At the time, Apple refused to comply with the FBI’s request to create a backdoor to access the locked iPhone. The company argued that the security bypass could be exploited by hackers as well as law enforcement officials in future cases.

But the company said in court filings that if the FBI hadn’t changed the phone’s iCloud password, it wouldn’t need to create a backdoor because all the data would have been backed up and therefore available via a subpoena.

In fact, until that point, the company said, Apple had “already provided all the data it had regarding the attackers’ accounts.”

Apple CEO Tim Cook previously said that iPhone messages are only secure if they're sent between iPhones.
Apple CEO Tim Cook has previously said that iPhone messages are only secure if sent between iPhones. Photo: Sean Theo/EPA

“They were pretty clear that they weren’t willing to break into their iPhones, but they were eager to break into their iCloud backup,” Kahn said.

Apple said in a statement that it believes privacy is a fundamental human right, and argued that users are always given the ability to opt out when the company collects their data.

“Our products include innovative privacy technologies and technologies designed to reduce the amount of data that we — or anyone else — can access,” said Apple spokesperson Trevor Kinkade, adding that the company is proud of new privacy features like app tracking transparency and Mail privacy protection, which give users more To control what information is shared with third parties.

“Whenever possible, data is processed on the device, and in many cases we use end-to-end encryption. In cases where Apple collects personal information, we are clear and transparent about this, and we tell users how their data is used and how to opt out at any time. “.

Kincaid added that Apple reviews all legal requests and is obligated to comply when they are valid, but emphasized that the personal data Apple collects is limited to the start. For example, the company encrypts all health data and does not collect device location data.

People are ‘largely unaware of what is happening with their data’

Meanwhile, privacy advocacy organizations such as the Electronic Frontier Foundation (EFF) are urging Apple to implement comprehensive encryption for iCloud backups.

“When we say they’re better than everyone else, it’s an indictment of what other people are doing, and it’s not necessarily that Apple is particularly good,” said Erica Portnoy, EFF technical expert.

Portnoy gives Apple credit for its default protection for some services like iMessage. In some ways, some of the default settings could be a little better [than other companies]It’s nothing,” she said. But she noted that messages are only secure if they’re sent between iPhones.

George, whose organization Fight for the Future has launched a campaign to push Apple and other companies to better secure their messaging systems, unless messages are end-to-end encrypted.

It’s a problem the company can solve, for example, by adopting a Google-powered messaging system called Rich Communication Services (RCS), George said.
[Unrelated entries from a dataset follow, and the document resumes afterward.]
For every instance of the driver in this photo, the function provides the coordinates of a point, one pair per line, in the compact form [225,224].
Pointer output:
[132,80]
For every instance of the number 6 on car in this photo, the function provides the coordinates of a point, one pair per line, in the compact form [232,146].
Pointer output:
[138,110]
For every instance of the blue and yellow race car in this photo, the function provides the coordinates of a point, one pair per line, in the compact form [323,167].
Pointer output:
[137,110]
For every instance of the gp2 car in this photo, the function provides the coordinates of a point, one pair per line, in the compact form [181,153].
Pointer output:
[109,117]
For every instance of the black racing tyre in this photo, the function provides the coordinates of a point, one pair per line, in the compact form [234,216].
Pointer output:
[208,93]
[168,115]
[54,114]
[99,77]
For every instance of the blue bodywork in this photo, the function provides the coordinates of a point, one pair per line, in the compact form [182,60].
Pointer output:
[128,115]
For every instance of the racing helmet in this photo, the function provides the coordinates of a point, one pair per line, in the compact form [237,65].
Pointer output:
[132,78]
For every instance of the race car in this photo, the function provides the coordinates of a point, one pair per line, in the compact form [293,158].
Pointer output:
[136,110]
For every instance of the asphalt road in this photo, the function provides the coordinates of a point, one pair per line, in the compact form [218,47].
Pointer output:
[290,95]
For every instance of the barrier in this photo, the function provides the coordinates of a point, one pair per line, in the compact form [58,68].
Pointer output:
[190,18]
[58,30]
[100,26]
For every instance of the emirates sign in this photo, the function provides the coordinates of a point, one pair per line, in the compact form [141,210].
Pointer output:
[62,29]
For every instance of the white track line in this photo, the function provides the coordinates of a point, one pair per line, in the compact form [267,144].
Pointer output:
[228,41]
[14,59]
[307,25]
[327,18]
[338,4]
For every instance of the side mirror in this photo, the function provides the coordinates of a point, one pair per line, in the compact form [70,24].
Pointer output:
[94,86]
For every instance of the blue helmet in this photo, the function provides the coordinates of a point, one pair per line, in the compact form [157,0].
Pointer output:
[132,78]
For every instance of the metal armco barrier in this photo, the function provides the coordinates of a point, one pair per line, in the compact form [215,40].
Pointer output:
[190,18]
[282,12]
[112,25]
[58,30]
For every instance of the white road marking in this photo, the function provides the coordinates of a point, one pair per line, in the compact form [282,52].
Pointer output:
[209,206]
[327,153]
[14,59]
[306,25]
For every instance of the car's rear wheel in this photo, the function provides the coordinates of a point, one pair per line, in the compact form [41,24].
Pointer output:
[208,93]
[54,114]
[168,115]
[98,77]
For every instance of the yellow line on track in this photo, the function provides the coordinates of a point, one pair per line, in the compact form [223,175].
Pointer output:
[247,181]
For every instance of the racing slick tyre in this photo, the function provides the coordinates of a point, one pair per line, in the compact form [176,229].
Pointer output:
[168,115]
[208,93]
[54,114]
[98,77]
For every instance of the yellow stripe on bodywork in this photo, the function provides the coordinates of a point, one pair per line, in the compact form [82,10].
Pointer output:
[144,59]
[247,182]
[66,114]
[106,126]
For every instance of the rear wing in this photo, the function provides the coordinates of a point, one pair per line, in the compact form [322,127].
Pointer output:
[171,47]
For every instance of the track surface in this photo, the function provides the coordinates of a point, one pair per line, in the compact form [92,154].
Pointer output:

She said the system is not in itself end-to-end but supports encryption, unlike SMS and MMS, and will allow Apple to secure messages between iPhone and Android devices.

At the Code 2022 technology conference, Apple CEO Tim Cook indicated that the company did not plan to support RCS, arguing that users did not say this was a priority. But they “don’t know what RCS is,” said George. “If Apple really doesn’t want to use RCS because it comes from Google, they can come to the negotiating table with other solutions to show a goodwill effort in protecting people’s messages.”

Kinkade said consumers are not asking for another messaging service because there are many crypto offerings out there, such as Signal. He also said that Apple is concerned that RCS is not a modern or coded by default standard.

Golbeck, who owns the TikTok channel on privacy, says people are “largely unaware of what’s happening with their data” and “think they have some privacy that they don’t.”

“We don’t really want to turn our private devices into state surveillance tools,” Gulbek said.